The unlawful arrests, first by the City of London Police and further by the Metropolitan Police, effectively violated my right to protest. Lawrence Barker, my lawyer of Bindmans solicitors, pointed out in a Guardian interview, “While my client’s initial arrest and detention for breach of the peace effectively prevented him from lawfully protesting further that day, it provided the police with no powers to stop him from doing so during the remainder of the Chinese president’s visit,” and “[h]is arrest later that night for conspiracy to commit a public order offence – for which there was seemingly never any evidence – appears to have been carried out precisely to stop him protesting any further.”

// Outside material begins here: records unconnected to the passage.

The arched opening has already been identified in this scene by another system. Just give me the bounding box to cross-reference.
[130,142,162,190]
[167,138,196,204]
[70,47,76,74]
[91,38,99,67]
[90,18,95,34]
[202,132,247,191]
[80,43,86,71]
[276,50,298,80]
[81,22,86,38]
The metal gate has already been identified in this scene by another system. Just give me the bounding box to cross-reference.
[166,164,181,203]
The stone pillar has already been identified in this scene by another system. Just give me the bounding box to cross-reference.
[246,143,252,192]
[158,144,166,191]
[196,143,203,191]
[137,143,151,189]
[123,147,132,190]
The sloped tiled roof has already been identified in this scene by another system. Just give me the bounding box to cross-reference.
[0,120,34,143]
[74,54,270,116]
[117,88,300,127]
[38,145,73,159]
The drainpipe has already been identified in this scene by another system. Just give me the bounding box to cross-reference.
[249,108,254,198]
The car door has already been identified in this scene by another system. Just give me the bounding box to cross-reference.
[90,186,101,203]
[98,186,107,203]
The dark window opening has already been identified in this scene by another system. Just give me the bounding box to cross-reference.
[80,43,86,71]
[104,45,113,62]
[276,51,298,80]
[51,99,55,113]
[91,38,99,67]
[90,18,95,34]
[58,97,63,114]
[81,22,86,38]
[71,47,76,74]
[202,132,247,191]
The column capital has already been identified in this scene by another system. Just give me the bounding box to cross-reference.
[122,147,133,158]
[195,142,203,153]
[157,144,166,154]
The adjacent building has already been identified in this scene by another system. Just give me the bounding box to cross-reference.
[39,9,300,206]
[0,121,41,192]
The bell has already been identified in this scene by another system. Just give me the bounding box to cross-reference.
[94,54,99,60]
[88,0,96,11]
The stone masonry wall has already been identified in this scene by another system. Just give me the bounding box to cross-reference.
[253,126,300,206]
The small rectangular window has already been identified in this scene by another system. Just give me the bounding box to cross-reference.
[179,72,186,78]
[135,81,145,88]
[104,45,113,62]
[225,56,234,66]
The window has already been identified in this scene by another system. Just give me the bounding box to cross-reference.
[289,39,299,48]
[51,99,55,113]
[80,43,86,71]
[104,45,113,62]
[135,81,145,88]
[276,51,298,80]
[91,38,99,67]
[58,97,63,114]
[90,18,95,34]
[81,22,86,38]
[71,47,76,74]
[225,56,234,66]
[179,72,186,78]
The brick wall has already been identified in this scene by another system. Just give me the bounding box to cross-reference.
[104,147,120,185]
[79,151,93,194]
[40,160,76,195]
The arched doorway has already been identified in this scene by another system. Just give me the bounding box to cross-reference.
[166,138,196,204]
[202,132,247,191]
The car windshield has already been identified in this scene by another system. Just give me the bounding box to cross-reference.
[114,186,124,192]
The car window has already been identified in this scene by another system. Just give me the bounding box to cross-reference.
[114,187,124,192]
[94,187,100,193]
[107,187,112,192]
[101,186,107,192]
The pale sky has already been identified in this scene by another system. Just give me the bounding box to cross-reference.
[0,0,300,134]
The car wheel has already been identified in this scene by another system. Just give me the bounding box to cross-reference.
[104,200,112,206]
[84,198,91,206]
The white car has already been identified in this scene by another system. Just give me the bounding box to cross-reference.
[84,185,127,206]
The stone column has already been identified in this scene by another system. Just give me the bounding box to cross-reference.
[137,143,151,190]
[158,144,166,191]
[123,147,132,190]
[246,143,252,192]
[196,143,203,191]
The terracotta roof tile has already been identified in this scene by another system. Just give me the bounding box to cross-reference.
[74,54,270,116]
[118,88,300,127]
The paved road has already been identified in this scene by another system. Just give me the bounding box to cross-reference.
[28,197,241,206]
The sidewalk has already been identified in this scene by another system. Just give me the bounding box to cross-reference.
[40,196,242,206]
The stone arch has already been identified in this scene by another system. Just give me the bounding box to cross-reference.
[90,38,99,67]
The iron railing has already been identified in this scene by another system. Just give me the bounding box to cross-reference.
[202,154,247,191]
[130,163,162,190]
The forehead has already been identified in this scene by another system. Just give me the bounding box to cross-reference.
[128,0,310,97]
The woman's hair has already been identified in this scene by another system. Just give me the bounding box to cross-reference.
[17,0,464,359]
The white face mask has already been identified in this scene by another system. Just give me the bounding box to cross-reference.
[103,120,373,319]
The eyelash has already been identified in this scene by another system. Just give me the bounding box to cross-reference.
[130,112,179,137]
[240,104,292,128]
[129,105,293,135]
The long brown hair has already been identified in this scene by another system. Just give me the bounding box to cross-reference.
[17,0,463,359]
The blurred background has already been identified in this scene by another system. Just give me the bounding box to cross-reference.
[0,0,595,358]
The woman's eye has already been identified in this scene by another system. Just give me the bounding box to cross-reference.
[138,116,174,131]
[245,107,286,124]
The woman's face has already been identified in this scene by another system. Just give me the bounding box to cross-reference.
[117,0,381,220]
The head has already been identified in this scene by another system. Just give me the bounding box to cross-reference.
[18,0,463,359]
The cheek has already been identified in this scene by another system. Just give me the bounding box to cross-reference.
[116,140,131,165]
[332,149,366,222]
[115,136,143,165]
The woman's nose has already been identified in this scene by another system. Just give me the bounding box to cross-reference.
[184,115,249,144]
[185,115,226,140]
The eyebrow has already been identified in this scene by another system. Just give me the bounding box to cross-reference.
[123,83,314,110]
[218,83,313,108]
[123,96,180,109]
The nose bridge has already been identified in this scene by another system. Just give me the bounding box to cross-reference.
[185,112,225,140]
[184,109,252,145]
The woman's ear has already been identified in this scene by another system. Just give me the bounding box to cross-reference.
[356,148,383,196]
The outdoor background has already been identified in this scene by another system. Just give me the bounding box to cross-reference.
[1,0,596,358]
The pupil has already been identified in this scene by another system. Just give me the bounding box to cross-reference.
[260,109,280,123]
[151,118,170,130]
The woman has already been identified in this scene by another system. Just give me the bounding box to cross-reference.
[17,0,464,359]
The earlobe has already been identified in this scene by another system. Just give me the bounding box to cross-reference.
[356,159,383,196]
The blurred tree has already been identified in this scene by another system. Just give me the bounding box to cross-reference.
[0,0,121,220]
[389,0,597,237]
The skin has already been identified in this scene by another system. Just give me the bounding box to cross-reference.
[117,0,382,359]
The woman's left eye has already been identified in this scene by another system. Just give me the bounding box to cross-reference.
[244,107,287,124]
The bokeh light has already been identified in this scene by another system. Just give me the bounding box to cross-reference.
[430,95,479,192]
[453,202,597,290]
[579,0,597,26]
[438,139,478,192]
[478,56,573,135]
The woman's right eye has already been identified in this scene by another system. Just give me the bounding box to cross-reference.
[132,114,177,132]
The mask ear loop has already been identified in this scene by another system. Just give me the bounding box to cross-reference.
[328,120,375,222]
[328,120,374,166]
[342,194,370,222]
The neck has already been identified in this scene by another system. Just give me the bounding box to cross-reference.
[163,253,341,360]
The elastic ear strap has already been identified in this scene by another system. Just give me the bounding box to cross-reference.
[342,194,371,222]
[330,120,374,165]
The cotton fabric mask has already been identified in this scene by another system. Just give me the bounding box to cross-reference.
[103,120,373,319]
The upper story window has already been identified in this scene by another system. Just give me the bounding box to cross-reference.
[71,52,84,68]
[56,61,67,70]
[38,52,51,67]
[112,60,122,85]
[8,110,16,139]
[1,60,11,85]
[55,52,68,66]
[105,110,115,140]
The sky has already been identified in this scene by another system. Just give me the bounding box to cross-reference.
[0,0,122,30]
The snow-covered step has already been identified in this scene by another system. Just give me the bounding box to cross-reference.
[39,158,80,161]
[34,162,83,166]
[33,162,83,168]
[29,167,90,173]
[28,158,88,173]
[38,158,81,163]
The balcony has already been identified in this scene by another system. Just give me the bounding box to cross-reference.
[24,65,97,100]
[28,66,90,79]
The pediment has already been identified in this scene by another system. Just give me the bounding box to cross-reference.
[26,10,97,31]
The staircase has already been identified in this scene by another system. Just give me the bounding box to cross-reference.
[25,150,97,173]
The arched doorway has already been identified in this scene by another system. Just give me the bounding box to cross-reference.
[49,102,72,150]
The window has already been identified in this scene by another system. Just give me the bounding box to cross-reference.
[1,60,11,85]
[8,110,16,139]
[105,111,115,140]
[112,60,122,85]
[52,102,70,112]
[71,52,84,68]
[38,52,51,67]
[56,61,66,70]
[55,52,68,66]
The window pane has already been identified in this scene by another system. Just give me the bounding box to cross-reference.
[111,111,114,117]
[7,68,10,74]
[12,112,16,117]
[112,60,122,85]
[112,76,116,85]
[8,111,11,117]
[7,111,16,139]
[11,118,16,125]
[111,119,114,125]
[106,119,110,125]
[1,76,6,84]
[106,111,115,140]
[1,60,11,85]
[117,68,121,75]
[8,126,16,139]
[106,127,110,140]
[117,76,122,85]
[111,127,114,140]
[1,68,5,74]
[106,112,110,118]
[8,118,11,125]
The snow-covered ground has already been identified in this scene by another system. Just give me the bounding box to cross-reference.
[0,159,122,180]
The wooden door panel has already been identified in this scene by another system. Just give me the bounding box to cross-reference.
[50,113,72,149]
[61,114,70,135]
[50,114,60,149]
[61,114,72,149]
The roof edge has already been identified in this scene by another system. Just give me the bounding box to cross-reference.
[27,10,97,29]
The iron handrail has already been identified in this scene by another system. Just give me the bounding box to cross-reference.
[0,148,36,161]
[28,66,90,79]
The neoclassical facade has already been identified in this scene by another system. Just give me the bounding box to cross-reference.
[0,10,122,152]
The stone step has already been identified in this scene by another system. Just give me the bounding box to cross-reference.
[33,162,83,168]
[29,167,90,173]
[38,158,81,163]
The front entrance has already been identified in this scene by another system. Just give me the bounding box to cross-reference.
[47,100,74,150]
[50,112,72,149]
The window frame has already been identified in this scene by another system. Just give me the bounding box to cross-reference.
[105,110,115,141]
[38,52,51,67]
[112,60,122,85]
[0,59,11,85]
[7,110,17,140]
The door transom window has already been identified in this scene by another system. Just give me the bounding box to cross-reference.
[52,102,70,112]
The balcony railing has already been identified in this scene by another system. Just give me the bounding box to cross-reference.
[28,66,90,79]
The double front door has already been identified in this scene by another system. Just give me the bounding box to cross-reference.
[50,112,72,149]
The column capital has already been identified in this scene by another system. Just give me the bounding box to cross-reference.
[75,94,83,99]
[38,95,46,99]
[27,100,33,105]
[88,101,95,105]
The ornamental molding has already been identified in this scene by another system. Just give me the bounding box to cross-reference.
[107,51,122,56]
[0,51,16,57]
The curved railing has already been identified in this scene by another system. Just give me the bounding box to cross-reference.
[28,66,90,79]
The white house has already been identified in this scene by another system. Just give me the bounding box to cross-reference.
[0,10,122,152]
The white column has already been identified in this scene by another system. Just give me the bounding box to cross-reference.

As a widespread crackdown on human rights lawyers and campaigners is being carried out in China, I am particularly concerned about the seizure of my computers and phones. The Metropolitan Police has admitted taking a copy of contacts on my phone but denied accessing my computers. My computer equipment was seized for the purpose of investigating the allegations against me, but the investigation was discontinued due to “lack of evidence”, despite, as the police asserted, no attempts having been made to secure that evidence by way of examination of the computers. However, it was during the time that my electronic equipment was being held by the Metropolitan Police that Google issued its warning. The evidence suggests that either the Metropolitan Police were attempting to access my computer, contrary to what they have stated; or alternatively, that around that time information had been supplied by the Metropolitan Police to some other state body such that they might do so.

There is strong evidence that lawful protest is being restricted not only by way of operational decisions taken on any given day, but by way of prior police planning – seemingly in effect as a prerequisite of a visit by the Chinese President. The actions of any senior officer in drawing up and implementing such plans for that purpose would plainly be unlawful.